Toward the mountain’s top is a near-black faceted structure that looks like a plug of basalt from an extinct volcano. On the back of the mountain, several tiers step down in an amphitheater configuration where hundreds can attend company meetings and other events.
Outside, a 4-acre garden connects Voyager and Endeavor. Reaching overhead from steel columns is a branching structure called the “trellis.” It’s coated with solar panels but has enough gaps to offer dappled shade. Perched higher up are circular areas, the “bird nests.” All the outdoor areas have benches, tables and Wi-Fi to let people work outside.

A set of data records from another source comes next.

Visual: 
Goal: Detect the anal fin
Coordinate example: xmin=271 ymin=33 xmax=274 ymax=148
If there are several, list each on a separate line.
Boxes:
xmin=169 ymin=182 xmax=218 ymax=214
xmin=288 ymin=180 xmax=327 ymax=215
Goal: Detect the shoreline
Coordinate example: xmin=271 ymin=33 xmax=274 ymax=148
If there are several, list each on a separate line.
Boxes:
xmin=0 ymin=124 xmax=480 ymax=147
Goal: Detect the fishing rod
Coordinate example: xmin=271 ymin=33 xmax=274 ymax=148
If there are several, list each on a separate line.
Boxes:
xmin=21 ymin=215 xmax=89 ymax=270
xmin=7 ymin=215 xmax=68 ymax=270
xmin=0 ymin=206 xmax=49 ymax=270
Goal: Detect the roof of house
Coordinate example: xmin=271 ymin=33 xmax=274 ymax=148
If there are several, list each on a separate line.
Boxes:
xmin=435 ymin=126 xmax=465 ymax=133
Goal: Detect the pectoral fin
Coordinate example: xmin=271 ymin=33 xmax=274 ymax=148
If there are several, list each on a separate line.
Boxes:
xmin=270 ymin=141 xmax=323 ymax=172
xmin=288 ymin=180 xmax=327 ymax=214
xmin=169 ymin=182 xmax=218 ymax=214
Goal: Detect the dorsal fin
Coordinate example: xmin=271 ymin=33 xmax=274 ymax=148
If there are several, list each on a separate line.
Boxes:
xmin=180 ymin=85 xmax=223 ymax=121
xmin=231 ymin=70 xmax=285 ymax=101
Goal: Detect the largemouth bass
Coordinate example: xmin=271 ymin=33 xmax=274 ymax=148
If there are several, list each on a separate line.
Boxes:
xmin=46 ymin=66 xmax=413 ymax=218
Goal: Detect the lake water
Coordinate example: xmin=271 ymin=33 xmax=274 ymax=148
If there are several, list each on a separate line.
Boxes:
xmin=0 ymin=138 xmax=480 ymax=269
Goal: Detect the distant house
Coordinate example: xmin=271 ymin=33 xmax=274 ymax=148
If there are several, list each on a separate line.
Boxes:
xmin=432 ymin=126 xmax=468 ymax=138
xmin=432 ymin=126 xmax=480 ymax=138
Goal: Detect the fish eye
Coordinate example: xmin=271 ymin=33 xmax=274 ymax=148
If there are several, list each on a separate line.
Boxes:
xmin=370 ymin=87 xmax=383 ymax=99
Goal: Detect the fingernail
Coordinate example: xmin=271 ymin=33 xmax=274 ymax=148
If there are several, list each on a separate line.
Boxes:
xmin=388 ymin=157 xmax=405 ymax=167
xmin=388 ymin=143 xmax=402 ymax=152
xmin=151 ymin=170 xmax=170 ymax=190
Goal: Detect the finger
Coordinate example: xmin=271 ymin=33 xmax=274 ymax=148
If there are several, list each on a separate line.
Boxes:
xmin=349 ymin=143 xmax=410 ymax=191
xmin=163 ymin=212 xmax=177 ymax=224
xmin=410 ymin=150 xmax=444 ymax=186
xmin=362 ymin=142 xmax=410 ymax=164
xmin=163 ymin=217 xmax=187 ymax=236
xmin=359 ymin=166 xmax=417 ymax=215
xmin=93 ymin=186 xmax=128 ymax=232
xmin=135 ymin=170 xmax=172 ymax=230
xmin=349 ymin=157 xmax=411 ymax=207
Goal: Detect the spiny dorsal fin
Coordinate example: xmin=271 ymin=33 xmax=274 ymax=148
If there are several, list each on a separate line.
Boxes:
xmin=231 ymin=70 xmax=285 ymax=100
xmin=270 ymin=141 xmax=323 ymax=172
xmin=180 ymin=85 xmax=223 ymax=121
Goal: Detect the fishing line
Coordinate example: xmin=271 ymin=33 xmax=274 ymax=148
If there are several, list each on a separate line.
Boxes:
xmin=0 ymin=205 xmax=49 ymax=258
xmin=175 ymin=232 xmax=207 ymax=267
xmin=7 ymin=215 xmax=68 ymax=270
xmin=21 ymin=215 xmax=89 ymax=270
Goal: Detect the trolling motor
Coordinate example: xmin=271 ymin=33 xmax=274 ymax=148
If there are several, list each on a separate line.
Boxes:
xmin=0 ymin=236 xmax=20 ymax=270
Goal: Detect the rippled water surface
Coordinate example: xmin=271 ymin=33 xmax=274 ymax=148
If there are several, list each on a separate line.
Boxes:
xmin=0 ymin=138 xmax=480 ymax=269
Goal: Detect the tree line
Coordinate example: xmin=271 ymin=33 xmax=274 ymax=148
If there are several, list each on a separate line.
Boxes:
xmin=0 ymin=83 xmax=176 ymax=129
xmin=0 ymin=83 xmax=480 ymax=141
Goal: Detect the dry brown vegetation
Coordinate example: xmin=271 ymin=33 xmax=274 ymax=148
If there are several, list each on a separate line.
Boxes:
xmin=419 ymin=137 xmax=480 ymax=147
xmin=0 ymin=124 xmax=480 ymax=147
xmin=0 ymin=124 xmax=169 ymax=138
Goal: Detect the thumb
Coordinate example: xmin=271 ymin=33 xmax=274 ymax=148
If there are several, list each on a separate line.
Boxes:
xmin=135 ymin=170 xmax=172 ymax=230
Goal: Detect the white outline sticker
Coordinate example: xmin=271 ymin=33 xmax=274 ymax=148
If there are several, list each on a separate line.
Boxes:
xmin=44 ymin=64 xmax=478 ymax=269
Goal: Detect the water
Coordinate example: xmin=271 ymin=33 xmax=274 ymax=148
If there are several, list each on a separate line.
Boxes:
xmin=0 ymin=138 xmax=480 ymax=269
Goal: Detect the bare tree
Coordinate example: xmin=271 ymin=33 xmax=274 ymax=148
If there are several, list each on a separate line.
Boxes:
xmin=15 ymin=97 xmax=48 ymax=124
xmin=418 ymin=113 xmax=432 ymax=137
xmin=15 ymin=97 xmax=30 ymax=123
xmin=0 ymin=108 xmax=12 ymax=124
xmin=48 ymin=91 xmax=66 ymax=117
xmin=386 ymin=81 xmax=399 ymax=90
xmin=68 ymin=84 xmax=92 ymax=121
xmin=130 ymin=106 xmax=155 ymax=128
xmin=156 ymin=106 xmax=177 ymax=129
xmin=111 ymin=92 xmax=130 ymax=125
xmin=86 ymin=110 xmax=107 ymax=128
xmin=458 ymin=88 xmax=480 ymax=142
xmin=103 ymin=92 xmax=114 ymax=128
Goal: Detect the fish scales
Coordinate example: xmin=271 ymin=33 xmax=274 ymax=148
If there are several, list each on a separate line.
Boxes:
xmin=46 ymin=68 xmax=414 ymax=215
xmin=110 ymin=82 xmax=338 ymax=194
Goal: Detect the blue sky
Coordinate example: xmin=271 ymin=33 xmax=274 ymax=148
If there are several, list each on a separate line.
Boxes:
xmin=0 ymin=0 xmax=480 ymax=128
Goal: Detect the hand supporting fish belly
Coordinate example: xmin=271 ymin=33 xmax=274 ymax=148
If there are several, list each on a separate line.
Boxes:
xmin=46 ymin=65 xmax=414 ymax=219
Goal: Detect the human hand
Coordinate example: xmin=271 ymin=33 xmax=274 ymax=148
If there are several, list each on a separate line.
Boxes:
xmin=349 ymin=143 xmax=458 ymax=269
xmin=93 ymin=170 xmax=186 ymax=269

It’s a nice place to hang out, especially with Silicon Valley’s mild climate, but even at the heart of a company with more than 22,000 employees, it was as sparsely populated as Voyager’s interior. It’s not yet clear how Nvidia’s campus will balance working remotely and in person. It’s not the only company wrestling with the question.
Silicon Valley’s experimental culture will try more ideas for reshaping the workplace than conservative industries like finance and law, Dunn predicted. “The evolution of the workplace will accelerate, with more over the next two years than in the last 100.”